Every summer I stock my freezer full of all the berries I couldn’t eat fast enough. And, by summer’s end, the freezer is bursting with a colorful mix of blues, reds, and purples. I find that freezing the berries before they turn is not only less wasteful, but it is a great way to have seasonal berries all year. A few weekends ago, I got a hankering for blueberry muffins and quickly grabbed a sandwich bag full of berries from the freezer to satisfy my craving. I used this simple, basic recipe with ingredients I had on hand.
1 cup all-purpose flour
1/2 cup spelt flour (or all-purpose, or pastry flour)

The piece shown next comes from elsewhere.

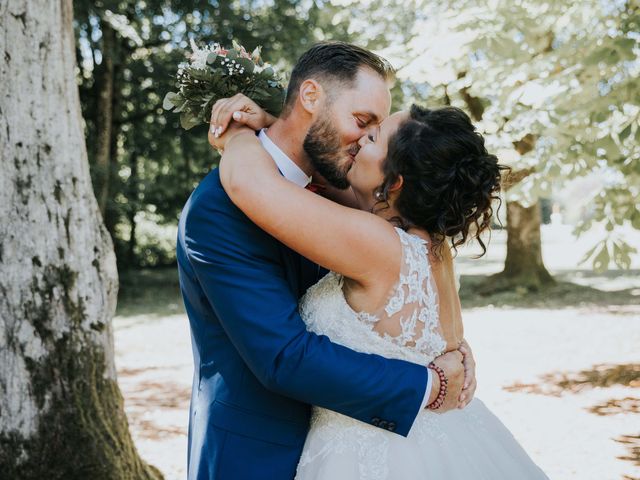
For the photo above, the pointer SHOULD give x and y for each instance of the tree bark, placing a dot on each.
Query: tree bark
(104, 116)
(523, 267)
(61, 411)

3/4 cup white sugar (or try unrefined sugar if you prefer)
1/2 teaspoon salt
2 teaspoons baking powder
1/3 cup vegetable oil
1/3 cup milk
1 tsp vanilla
1 cup fresh blueberries
1/2 cup white sugar
1/3 cup all-purpose flour
Preheat oven to 400 degrees. Combine dry ingredients in a large bowl. Combine wet ingredients in a separate, small bowl. Then, combine wet ingredients with dry ingredients. Once mixed, gently fold in blueberries and drop mixture into lined or greased muffin tins. Fill 1/2 to 3/4 of the way up the tin cups. Sprinkle top of each muffin with turbinado/cane sugar for crunchy sugar crystals on top. Bake for 20 to 25 min. Serve hot.
These muffins are easy like Sunday morning.